Du dankst ihm, daß ich bin. Dies ist Elektra.

ELEKTRA.

Du! du! o nun ist alles wirklich! alles

knüpft sich zusammen! Laß mich deine Hände

dir küssen! Ich weiß von den Göttern nichts,

ich weiß nicht, wie sie sind, drum küß ich lieber

dir deine Hände.

DER PFLEGER.

Still, Elektra, still!

ELEKTRA.

Nein, jubeln will ich über dich, weil du

ihn hast hierhergetrieben. Als ich haßte,

da schwieg ich reichlich. Haß ist nichts, er zehrt

und zehrt sich selber auf, und Liebe ist

noch weniger als Haß, sie greift nach allem

und kann nichts fassen, ihre Hände sind

wie Flammen, die nichts fassen, alles Denken

ist nichts, und was aus einem Mund hervorkommt,

ist ohnmächtige Luft, nur der ist selig,

der seine Tat zu tuen kommt! und selig,

wer ihn anrühren darf, und wer das Beil

ihm aus der Erde gräbt, und wer die Fackel

ihm hält, und wer die Tür ihm auftut, selig,

wer an der Türe horchen darf.

DER PFLEGER faßt sie rauh und drückt seine Hand gegen ihren Mund.

Schweig still!

 

Zu Orest in fliegender Eile.

 

Sie wartet drinnen. Ihre Mägde suchen

nach dir. Es ist kein Mann im Haus. Orest!

 

Orest reckt sich auf, seinen Schauder bezwingend.
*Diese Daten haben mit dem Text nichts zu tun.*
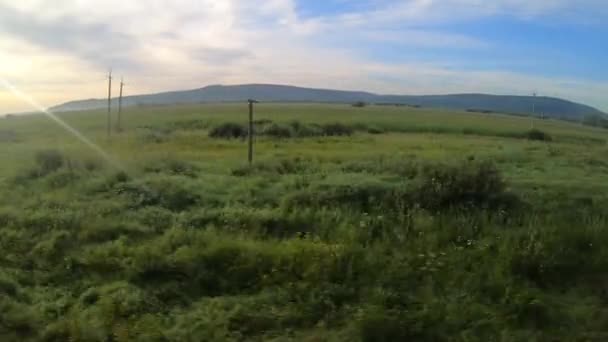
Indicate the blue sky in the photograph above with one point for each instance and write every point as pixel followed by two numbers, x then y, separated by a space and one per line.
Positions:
pixel 61 50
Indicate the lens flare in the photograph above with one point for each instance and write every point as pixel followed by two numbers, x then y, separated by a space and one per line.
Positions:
pixel 35 105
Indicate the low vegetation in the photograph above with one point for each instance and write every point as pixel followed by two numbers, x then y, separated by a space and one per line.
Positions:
pixel 341 230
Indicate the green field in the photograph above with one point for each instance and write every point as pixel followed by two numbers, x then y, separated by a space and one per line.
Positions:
pixel 353 224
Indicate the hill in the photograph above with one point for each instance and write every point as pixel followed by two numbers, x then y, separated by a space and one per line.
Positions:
pixel 547 106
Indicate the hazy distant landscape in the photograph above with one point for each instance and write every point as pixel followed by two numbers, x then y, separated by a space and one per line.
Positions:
pixel 379 223
pixel 527 105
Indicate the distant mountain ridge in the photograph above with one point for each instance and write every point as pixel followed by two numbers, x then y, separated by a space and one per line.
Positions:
pixel 547 106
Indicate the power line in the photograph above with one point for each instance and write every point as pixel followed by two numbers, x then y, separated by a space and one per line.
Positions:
pixel 119 120
pixel 110 103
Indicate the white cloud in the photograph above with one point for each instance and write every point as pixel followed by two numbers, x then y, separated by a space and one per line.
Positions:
pixel 60 50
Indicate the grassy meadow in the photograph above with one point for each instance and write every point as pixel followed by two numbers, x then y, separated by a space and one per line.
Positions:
pixel 353 224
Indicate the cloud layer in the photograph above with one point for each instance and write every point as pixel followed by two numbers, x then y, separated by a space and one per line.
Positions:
pixel 61 50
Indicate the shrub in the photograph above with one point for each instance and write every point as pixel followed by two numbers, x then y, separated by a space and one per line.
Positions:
pixel 278 131
pixel 375 130
pixel 229 130
pixel 537 135
pixel 470 185
pixel 164 192
pixel 304 130
pixel 336 129
pixel 172 166
pixel 49 161
pixel 156 136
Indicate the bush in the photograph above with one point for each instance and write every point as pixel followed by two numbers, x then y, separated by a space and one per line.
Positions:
pixel 156 136
pixel 375 130
pixel 278 131
pixel 336 129
pixel 229 130
pixel 172 166
pixel 470 185
pixel 304 130
pixel 538 135
pixel 49 161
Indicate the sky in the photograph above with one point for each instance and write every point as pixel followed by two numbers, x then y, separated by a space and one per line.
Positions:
pixel 62 50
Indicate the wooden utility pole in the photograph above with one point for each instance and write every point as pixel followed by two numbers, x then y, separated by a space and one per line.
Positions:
pixel 119 119
pixel 250 156
pixel 109 103
pixel 533 109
Die Tür des Hauses erhellt sich, und es erscheint eine Dienerin mit einer Fackel, hinter ihr die Vertraute. Elektra ist zurückgesprungen, steht im

Dunkel. Die Vertraute verneigt sich gegen die beiden Fremden, winkt, ihr hinein zu folgen. Die Dienerin befestigt die Fackel an einem eisernen Ring im Türpfosten. Orest und der Pfleger gehen hinein. Orest schließt einen Augenblick, schwindelnd, die Augen, der Pfleger ist dicht hinter ihm, sie tauschen einen schnellen Blick.